Quelle différence, du point de vue de ce début de classification, peut-on faire entre SYSTRAN et ce petit sous-module qui parcourt le texte et, pour chaque mot du texte source, fournit un équivalent dans la langue cible ou, a contrario, prévient qu'il faut faire une recherche lexicographique ? Fondamentalement aucune car la seule différence est une profondeur d'analyse qui serait plus grande dans SYSTRAN, profondeur dont l'évaluation est éminemment subjective. On voit, sur ce même exemple, qu'une autre distinction traditionnelle montre ses limites : celle qui était sensée exister entre les automates qui contiennent des dictionnaires utilisés exclusivement par la machine et les automates qui contiennent des dictionnaires utilisés exclusivement par l'humain.
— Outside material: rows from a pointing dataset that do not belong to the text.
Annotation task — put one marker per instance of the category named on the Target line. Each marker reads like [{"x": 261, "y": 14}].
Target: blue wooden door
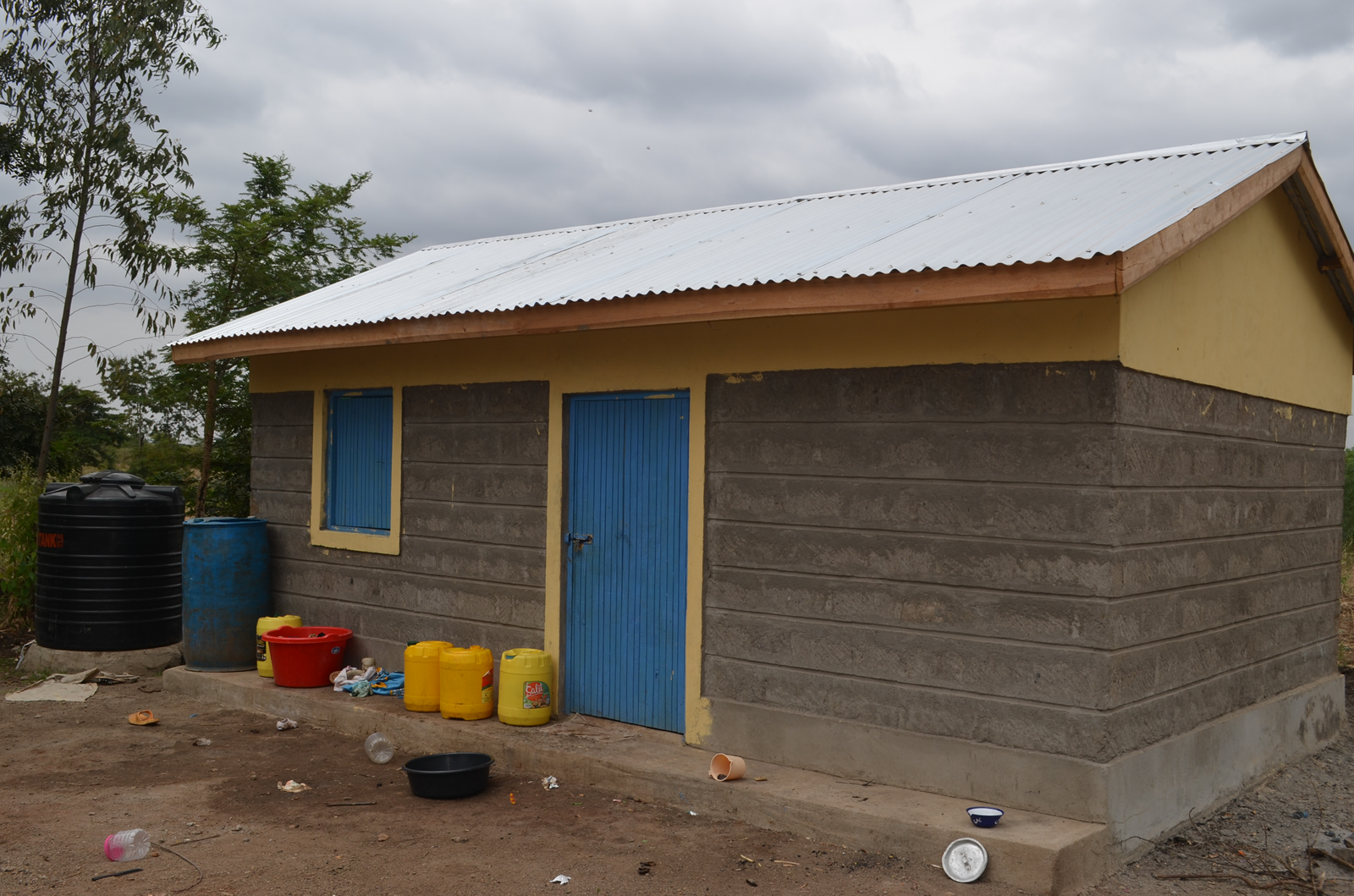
[{"x": 626, "y": 558}]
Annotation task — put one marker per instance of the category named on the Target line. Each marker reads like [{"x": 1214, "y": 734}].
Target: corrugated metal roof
[{"x": 1046, "y": 212}]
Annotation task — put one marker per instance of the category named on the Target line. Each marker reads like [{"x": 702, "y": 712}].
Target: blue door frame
[{"x": 626, "y": 558}]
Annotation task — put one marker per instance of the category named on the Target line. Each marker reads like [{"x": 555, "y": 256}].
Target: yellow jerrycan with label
[
  {"x": 526, "y": 686},
  {"x": 266, "y": 625},
  {"x": 467, "y": 683},
  {"x": 423, "y": 679}
]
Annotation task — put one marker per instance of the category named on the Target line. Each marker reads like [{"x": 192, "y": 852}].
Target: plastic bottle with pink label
[{"x": 128, "y": 846}]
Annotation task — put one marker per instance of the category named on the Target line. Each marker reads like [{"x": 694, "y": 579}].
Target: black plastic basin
[{"x": 449, "y": 776}]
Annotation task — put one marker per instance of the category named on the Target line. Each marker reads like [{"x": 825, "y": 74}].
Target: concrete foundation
[
  {"x": 1137, "y": 794},
  {"x": 126, "y": 662},
  {"x": 1036, "y": 853}
]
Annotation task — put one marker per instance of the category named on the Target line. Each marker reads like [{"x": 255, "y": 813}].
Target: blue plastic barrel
[{"x": 225, "y": 591}]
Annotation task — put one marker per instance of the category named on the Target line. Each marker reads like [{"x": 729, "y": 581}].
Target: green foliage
[
  {"x": 85, "y": 435},
  {"x": 275, "y": 243},
  {"x": 1349, "y": 497},
  {"x": 74, "y": 76},
  {"x": 19, "y": 490}
]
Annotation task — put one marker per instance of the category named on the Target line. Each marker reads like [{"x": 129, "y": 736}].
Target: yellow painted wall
[
  {"x": 680, "y": 356},
  {"x": 1246, "y": 311}
]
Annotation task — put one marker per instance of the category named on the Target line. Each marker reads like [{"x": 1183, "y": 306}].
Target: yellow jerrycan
[
  {"x": 423, "y": 681},
  {"x": 526, "y": 686},
  {"x": 266, "y": 625},
  {"x": 467, "y": 683}
]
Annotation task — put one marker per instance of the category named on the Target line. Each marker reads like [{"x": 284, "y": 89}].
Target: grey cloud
[{"x": 1292, "y": 27}]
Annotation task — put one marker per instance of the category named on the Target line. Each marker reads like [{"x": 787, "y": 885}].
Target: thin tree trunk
[
  {"x": 209, "y": 424},
  {"x": 44, "y": 453},
  {"x": 91, "y": 122}
]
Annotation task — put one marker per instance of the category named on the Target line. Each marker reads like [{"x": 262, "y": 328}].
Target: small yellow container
[
  {"x": 423, "y": 681},
  {"x": 526, "y": 686},
  {"x": 264, "y": 625},
  {"x": 467, "y": 683}
]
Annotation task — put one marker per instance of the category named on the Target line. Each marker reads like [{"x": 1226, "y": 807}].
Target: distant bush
[{"x": 19, "y": 490}]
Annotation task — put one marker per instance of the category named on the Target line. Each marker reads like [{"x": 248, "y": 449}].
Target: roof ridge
[{"x": 1188, "y": 149}]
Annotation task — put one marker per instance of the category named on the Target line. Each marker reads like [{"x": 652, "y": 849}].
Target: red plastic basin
[{"x": 305, "y": 657}]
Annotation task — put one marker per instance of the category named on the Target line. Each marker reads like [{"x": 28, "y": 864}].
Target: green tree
[
  {"x": 156, "y": 417},
  {"x": 87, "y": 429},
  {"x": 74, "y": 76},
  {"x": 274, "y": 244}
]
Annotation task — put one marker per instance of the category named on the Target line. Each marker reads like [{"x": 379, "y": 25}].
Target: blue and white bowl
[{"x": 985, "y": 815}]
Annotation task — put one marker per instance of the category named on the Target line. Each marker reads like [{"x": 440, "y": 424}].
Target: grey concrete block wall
[
  {"x": 471, "y": 561},
  {"x": 1073, "y": 559}
]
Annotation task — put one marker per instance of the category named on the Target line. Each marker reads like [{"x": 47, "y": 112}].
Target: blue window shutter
[{"x": 358, "y": 485}]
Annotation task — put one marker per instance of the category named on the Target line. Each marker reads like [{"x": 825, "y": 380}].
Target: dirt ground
[{"x": 74, "y": 773}]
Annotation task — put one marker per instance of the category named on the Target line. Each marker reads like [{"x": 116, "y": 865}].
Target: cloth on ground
[{"x": 374, "y": 679}]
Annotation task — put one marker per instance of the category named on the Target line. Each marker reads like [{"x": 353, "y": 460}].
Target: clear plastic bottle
[
  {"x": 379, "y": 749},
  {"x": 128, "y": 846}
]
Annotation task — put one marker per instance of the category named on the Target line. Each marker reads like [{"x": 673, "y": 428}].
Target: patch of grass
[
  {"x": 1346, "y": 624},
  {"x": 19, "y": 490}
]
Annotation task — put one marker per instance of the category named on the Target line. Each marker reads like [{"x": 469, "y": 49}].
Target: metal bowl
[
  {"x": 449, "y": 776},
  {"x": 965, "y": 860}
]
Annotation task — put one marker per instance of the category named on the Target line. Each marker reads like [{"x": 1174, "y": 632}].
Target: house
[{"x": 1020, "y": 486}]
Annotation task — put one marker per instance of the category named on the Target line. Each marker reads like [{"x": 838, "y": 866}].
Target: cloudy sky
[{"x": 489, "y": 118}]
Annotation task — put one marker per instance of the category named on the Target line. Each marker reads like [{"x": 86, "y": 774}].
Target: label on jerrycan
[{"x": 535, "y": 695}]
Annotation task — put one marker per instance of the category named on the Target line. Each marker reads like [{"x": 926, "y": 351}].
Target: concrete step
[{"x": 1036, "y": 853}]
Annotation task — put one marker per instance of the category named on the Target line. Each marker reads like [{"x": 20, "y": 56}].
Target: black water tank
[{"x": 110, "y": 559}]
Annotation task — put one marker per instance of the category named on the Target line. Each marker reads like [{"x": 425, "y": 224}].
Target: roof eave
[
  {"x": 1100, "y": 275},
  {"x": 882, "y": 291}
]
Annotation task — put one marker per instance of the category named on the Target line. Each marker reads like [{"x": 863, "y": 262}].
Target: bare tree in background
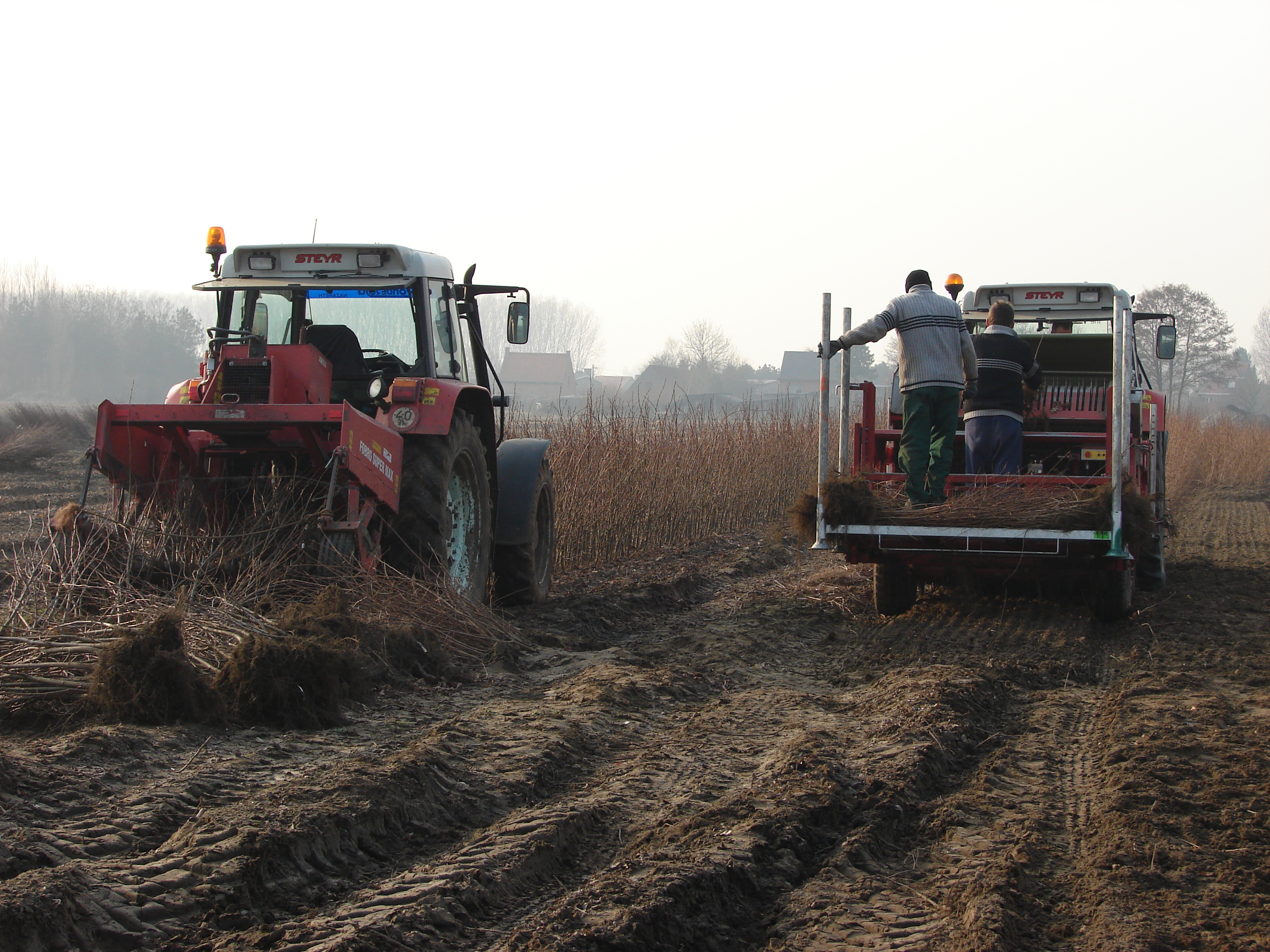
[
  {"x": 708, "y": 347},
  {"x": 703, "y": 361},
  {"x": 75, "y": 343},
  {"x": 557, "y": 325},
  {"x": 1204, "y": 341},
  {"x": 1261, "y": 341}
]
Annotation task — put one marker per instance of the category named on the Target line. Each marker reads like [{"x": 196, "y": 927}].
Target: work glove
[{"x": 835, "y": 347}]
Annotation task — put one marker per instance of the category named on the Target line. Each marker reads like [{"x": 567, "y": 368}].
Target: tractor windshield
[{"x": 383, "y": 319}]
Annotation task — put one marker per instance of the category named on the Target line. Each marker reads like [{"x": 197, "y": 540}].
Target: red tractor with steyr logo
[{"x": 361, "y": 366}]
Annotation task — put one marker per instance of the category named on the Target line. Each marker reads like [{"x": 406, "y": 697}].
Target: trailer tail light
[{"x": 405, "y": 391}]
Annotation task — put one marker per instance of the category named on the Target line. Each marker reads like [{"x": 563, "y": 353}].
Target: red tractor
[
  {"x": 1096, "y": 422},
  {"x": 364, "y": 367}
]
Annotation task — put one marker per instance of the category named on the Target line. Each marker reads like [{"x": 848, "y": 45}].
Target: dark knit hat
[{"x": 917, "y": 277}]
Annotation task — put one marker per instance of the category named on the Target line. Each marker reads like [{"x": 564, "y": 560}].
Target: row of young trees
[{"x": 65, "y": 343}]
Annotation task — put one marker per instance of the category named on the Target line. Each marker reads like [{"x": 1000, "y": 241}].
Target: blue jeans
[{"x": 994, "y": 445}]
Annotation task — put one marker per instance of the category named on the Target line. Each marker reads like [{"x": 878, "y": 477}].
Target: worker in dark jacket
[
  {"x": 995, "y": 416},
  {"x": 936, "y": 362}
]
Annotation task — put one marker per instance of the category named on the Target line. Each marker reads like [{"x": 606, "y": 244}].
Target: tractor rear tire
[
  {"x": 522, "y": 574},
  {"x": 445, "y": 521},
  {"x": 894, "y": 588},
  {"x": 1113, "y": 595}
]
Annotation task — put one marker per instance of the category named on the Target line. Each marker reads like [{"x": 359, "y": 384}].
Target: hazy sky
[{"x": 659, "y": 162}]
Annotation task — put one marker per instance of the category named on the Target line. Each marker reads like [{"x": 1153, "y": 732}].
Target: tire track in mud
[{"x": 741, "y": 769}]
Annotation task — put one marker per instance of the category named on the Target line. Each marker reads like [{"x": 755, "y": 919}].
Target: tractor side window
[
  {"x": 445, "y": 338},
  {"x": 265, "y": 313}
]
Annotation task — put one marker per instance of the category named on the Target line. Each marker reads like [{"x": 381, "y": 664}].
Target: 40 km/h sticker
[{"x": 404, "y": 418}]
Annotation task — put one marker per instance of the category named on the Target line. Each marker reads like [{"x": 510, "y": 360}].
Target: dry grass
[
  {"x": 30, "y": 433},
  {"x": 98, "y": 588},
  {"x": 1216, "y": 453},
  {"x": 629, "y": 479}
]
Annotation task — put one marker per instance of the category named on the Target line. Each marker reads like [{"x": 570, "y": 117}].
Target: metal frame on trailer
[{"x": 1118, "y": 458}]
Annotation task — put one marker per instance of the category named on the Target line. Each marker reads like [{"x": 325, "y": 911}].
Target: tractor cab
[{"x": 373, "y": 314}]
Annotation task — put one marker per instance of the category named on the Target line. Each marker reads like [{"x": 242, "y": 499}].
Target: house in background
[
  {"x": 801, "y": 374},
  {"x": 538, "y": 379}
]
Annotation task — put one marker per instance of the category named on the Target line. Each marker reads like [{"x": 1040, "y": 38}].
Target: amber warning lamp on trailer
[{"x": 216, "y": 245}]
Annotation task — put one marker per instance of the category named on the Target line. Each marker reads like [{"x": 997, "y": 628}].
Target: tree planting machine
[
  {"x": 1096, "y": 422},
  {"x": 364, "y": 369}
]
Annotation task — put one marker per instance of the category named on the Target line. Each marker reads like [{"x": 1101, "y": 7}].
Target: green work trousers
[{"x": 926, "y": 441}]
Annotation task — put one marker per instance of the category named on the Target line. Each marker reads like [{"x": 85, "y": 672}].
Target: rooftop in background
[
  {"x": 557, "y": 370},
  {"x": 801, "y": 365}
]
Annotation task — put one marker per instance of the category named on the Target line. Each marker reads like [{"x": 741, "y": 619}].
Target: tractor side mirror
[{"x": 519, "y": 323}]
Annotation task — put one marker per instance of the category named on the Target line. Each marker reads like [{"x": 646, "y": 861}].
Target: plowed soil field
[{"x": 719, "y": 748}]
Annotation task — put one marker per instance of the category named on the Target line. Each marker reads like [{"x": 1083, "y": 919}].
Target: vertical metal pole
[
  {"x": 845, "y": 403},
  {"x": 1119, "y": 423},
  {"x": 822, "y": 470}
]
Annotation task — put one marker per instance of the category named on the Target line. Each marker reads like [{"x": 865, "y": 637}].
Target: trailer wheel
[
  {"x": 1113, "y": 595},
  {"x": 522, "y": 574},
  {"x": 894, "y": 588},
  {"x": 445, "y": 522}
]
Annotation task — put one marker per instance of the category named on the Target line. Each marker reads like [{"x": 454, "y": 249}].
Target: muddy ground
[{"x": 719, "y": 748}]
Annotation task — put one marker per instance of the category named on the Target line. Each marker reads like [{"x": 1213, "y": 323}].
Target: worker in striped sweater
[
  {"x": 936, "y": 362},
  {"x": 995, "y": 416}
]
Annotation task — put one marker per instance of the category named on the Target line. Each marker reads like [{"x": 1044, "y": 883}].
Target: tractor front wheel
[
  {"x": 445, "y": 521},
  {"x": 894, "y": 588},
  {"x": 522, "y": 574}
]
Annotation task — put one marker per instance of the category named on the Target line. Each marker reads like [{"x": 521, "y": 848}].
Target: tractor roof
[
  {"x": 327, "y": 265},
  {"x": 1091, "y": 299}
]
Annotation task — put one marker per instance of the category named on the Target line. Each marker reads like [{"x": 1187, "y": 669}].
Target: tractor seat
[{"x": 338, "y": 343}]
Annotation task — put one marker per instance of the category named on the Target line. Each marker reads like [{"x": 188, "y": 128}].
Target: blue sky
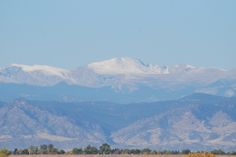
[{"x": 71, "y": 33}]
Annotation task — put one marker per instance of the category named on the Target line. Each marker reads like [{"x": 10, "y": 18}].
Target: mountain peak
[
  {"x": 42, "y": 68},
  {"x": 124, "y": 65}
]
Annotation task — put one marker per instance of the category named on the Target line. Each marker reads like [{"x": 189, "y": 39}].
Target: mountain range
[
  {"x": 122, "y": 80},
  {"x": 196, "y": 122},
  {"x": 121, "y": 101}
]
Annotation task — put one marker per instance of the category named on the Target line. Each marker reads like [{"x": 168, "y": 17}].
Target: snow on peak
[
  {"x": 124, "y": 66},
  {"x": 42, "y": 68}
]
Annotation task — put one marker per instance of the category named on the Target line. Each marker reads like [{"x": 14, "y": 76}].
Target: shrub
[{"x": 4, "y": 153}]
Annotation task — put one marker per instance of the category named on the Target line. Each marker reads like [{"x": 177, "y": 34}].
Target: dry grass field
[{"x": 123, "y": 155}]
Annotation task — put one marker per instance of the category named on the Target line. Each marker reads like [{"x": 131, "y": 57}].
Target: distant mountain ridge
[
  {"x": 197, "y": 122},
  {"x": 118, "y": 80}
]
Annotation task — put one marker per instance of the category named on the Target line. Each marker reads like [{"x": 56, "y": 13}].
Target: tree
[
  {"x": 105, "y": 149},
  {"x": 43, "y": 149},
  {"x": 186, "y": 151},
  {"x": 4, "y": 153},
  {"x": 77, "y": 151},
  {"x": 90, "y": 150}
]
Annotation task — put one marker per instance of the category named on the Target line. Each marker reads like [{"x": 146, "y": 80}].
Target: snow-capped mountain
[
  {"x": 126, "y": 66},
  {"x": 110, "y": 72},
  {"x": 116, "y": 79},
  {"x": 41, "y": 75}
]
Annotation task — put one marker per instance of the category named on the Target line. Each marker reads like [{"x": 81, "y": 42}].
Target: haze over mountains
[
  {"x": 121, "y": 101},
  {"x": 118, "y": 80}
]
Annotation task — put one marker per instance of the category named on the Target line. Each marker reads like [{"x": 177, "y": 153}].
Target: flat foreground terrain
[{"x": 123, "y": 155}]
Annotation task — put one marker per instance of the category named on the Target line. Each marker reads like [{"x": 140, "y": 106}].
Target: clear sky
[{"x": 71, "y": 33}]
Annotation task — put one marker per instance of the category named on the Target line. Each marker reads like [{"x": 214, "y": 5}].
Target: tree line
[{"x": 103, "y": 149}]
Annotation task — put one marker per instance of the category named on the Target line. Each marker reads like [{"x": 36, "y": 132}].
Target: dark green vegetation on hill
[{"x": 196, "y": 122}]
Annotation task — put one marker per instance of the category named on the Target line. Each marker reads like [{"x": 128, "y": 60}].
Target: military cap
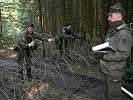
[{"x": 116, "y": 8}]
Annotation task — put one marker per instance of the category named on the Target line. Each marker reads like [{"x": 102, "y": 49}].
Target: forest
[{"x": 71, "y": 76}]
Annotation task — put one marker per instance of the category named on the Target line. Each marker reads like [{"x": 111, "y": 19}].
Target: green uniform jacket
[
  {"x": 120, "y": 38},
  {"x": 26, "y": 38}
]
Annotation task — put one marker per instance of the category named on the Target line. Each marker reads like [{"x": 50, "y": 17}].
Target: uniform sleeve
[{"x": 123, "y": 50}]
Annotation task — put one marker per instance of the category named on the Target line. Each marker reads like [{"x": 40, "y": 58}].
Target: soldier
[
  {"x": 26, "y": 45},
  {"x": 113, "y": 63},
  {"x": 64, "y": 35}
]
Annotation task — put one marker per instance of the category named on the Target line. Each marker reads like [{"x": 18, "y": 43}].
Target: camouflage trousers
[
  {"x": 24, "y": 60},
  {"x": 112, "y": 87}
]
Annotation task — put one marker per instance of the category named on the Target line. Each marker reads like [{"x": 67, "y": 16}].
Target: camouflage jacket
[
  {"x": 120, "y": 38},
  {"x": 25, "y": 38}
]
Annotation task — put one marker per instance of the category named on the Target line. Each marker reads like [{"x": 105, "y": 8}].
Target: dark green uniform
[
  {"x": 65, "y": 35},
  {"x": 113, "y": 63},
  {"x": 24, "y": 51}
]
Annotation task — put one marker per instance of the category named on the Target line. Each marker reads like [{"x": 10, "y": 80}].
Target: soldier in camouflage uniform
[
  {"x": 64, "y": 36},
  {"x": 26, "y": 45},
  {"x": 113, "y": 63}
]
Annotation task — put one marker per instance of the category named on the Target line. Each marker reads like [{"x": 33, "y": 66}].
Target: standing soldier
[
  {"x": 26, "y": 45},
  {"x": 113, "y": 63},
  {"x": 65, "y": 34}
]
Dans la pratique, si des différences de codages peuvent exister entre les dictionnaires de telle ou telle machine, à un moment ou à un autre, l'humain comme la machine utilisent ces dictionnaires pour tenter de réaliser une forme de transfert. Ainsi donc, la séparation entre systèmes de THAO et systèmes de TAAH, qui était traditionnellement utilisée dans la littérature commerciale et industrielle tient difficilement dès que l'on entre un peu dans le détail.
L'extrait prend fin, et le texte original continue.